Les calibres 7.62 (7.62 x 51) et 5.56 (5.56 x 45) constitue les deux normes balistiques standards des pays membres de l’OTAN. Leur histoire a été marquée par des évolutions techniques, mais également par des intérêts géoéconomiques bien définis. Le lien entre l’établissement de ces normes internationales et le renforcement de l’industrie d’armement américaine peut apparaitre plus important que le souci d’efficacité des normes otaniennes.

Pour comprendre l'élaboration du calibre 7.62, un détour par l'histoire est nécessaire. Avant le déclenchement de la seconde guerre mondiale, l’Allemagne débute des recherches sur le développement d’un calibre intermédiaire afin de remplacer le 8mm qu’elle utilisait depuis la fin du 19ème siècle. Dès 1934, ses recherches portèrent sur le développement d’armes automatiques capables de lui conférer une supériorité sur le champ de bataille comme cela fut le cas durant la première guerre mondiale avec le Maschinenpistole 18 (mitraillette équipée en 9mm) qui s’était révélé extrêmement performant sur le terrain. L’Allemagne brave donc l’interdiction qui lui avait été faite dans le cadre du Traité de Versailles concernant le développement d’armes automatiques et cherche à développer des cartouches permettant d’établir une catégorie d’arme intermédiaire entre les mitraillettes (jugées trop lourdes et manquant de précision) et les fusils dont la cadence de tir ne satisfaisait pas l’Etat-major. Ces recherches aboutissent en 1938 à la production du calibre 7.9 Kurz (7.9 x 33) qui va équiper le MP43, fusil d’assaut notamment employé sur le front de l’Est, et particulièrement en Russie.
Mettant la main sur des stocks de MP43 et de 7.9 Kurz durant la guerre, les autorités soviétiques développent alors à leur tour des cartouches basées sur la technologie allemande. En 1943, les ingénieurs russes aboutissent finalement au développement d’un nouveau calibre: le  7.62 x 39. Deux ans plus tard, l’ingénieur russe Mikhaïl Kalachnikov développe un fusil d’assaut adapté à cette cartouche : l’AK 47 (Avtomat Kalashnikov). Il va devenir l’arme de référence de l’armée rouge dès 1947, date à laquelle il commence à être produit. Cette arme et ses cartouches se répandent très rapidement sur le marché de l’armement mondial du fait de sa grande fiabilité et surtout de son faible coût et représente une menace de taille pour le complexe militaro-industriel du bloc occidental. Il est aujourd’hui encore considéré comme le fusil d’assaut le plus répandu dans le monde puisque sa production est estimée entre 70 et 100 millions d’unités depuis 1947.

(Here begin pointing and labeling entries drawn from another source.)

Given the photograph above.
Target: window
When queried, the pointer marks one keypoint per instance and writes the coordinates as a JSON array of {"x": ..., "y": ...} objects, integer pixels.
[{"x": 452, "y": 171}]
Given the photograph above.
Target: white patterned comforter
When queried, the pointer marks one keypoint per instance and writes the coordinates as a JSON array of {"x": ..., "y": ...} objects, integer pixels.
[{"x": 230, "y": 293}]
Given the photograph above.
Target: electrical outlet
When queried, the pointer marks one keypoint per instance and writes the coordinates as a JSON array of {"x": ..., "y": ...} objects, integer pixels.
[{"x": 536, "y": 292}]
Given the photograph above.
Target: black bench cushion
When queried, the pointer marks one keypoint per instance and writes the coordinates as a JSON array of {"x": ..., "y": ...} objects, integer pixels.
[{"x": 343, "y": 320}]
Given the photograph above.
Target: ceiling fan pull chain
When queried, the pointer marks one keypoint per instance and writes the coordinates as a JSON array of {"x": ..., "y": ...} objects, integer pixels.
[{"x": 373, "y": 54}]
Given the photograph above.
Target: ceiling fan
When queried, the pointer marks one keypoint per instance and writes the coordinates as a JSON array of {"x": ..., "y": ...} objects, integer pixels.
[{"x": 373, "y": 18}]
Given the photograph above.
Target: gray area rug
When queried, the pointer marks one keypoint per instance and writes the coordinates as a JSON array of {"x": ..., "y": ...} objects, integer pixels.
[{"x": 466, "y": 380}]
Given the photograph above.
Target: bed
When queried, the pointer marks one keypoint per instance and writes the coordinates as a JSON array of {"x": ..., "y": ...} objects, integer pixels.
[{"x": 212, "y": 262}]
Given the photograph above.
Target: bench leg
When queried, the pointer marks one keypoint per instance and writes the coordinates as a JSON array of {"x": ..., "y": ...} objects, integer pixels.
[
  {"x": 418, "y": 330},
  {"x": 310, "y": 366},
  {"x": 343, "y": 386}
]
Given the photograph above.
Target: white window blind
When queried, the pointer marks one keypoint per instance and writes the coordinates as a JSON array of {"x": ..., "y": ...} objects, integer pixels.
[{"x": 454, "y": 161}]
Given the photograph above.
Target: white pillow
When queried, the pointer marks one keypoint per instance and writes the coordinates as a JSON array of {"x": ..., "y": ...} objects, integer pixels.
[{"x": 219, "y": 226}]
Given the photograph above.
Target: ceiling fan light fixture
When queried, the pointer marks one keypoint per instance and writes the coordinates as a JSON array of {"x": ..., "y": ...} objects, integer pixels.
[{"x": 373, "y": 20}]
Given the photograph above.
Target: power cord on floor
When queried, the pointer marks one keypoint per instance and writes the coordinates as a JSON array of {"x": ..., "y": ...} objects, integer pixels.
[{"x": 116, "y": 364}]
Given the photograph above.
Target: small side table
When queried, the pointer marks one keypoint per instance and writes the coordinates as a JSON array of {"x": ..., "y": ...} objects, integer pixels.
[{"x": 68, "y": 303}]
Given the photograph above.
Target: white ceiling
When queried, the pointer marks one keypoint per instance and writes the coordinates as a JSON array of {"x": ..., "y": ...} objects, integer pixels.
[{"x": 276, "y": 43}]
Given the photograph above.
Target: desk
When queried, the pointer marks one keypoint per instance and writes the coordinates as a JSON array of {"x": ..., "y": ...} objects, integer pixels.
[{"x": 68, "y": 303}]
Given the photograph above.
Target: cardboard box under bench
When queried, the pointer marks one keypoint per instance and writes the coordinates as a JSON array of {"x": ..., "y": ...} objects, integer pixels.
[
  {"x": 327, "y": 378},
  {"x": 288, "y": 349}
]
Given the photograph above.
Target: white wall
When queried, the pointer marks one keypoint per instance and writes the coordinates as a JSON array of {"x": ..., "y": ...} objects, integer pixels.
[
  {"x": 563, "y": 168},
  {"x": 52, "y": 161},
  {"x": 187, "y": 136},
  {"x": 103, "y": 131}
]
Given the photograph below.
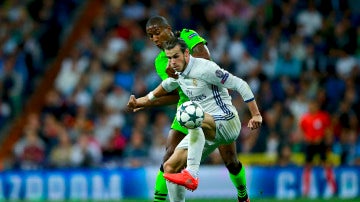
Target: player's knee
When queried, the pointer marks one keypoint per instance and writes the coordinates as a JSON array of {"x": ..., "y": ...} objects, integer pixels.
[
  {"x": 234, "y": 166},
  {"x": 169, "y": 168},
  {"x": 168, "y": 152}
]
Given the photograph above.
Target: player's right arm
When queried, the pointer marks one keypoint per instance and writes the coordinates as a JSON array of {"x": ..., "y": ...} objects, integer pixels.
[{"x": 164, "y": 94}]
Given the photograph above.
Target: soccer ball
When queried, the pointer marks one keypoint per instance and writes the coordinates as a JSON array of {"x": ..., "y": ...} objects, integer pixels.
[{"x": 190, "y": 115}]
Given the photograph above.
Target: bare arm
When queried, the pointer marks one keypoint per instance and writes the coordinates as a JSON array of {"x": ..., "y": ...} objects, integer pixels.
[
  {"x": 200, "y": 50},
  {"x": 161, "y": 98}
]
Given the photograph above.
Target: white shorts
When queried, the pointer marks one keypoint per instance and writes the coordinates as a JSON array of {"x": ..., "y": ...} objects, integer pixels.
[{"x": 227, "y": 131}]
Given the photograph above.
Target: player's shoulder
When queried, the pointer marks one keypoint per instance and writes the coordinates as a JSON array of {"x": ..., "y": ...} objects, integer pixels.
[{"x": 188, "y": 33}]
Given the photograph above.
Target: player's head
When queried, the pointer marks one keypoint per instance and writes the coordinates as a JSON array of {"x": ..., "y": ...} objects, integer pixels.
[
  {"x": 178, "y": 53},
  {"x": 158, "y": 30}
]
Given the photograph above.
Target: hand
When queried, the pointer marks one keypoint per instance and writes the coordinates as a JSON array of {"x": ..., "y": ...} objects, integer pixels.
[
  {"x": 255, "y": 122},
  {"x": 171, "y": 72},
  {"x": 132, "y": 104}
]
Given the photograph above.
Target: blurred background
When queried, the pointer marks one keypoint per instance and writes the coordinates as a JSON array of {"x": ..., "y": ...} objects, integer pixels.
[{"x": 67, "y": 69}]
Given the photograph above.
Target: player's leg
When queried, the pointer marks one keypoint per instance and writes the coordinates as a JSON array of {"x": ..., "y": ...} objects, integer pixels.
[
  {"x": 236, "y": 169},
  {"x": 195, "y": 143},
  {"x": 174, "y": 137},
  {"x": 173, "y": 165}
]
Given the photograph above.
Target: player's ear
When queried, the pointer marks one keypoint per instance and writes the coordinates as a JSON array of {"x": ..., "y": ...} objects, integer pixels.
[{"x": 187, "y": 53}]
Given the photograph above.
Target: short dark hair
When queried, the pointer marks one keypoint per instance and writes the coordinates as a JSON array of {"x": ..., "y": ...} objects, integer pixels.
[
  {"x": 157, "y": 20},
  {"x": 170, "y": 44}
]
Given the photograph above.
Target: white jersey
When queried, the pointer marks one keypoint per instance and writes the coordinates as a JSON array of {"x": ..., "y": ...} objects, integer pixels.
[{"x": 203, "y": 81}]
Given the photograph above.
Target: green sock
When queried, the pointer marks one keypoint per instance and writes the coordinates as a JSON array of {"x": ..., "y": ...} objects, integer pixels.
[
  {"x": 239, "y": 180},
  {"x": 160, "y": 193}
]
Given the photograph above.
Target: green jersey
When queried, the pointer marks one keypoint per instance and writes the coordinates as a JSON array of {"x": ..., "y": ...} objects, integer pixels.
[{"x": 191, "y": 38}]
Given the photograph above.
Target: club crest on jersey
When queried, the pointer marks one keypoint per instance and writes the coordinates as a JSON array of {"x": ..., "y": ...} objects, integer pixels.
[
  {"x": 194, "y": 82},
  {"x": 221, "y": 75}
]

Le développement outre-Atlantique et la norme transatlantique

Les Etats-Unis décident également de développer des cartouches intermédiaires pendant la seconde guerre mondiale. Les recherches aboutirent à la production du calibre .30.06  équipant le M1 Garand, fusil réglementaire de l’armée US durant la seconde guerre mondiale, puis durant la guerre de Corée. Mais ce fusil ne satisfaisait pas l’infanterie américaine qui désirait une arme plus légère et capable d’emmagasiner plus de munitions.

L’Ordnance Technical Commitee fut alors en charge de développer le nouveau calibre qui allait succéder au .30 dans l’armée américaine. La nouvelle cartouche  fut le 7.62 x 51, qui s’apparente à une cartouche de type .30 raccourcie. Mais son adoption par l’armée US dépendait de son acceptation par les pays membres de l’OTAN qui devaient se prononcer sur une norme liant toutes les armées de l’organisation. Les britanniques proposèrent un calibre de type .280 (7mm), projet appuyé par la Belgique, un autre important pays producteur d’armement et de munitions. Les américains s’opposèrent farouchement à la proposition Européenne, déclarant qu’ils n’accepteraient pas un calibre inférieur à 30 pouces (.30).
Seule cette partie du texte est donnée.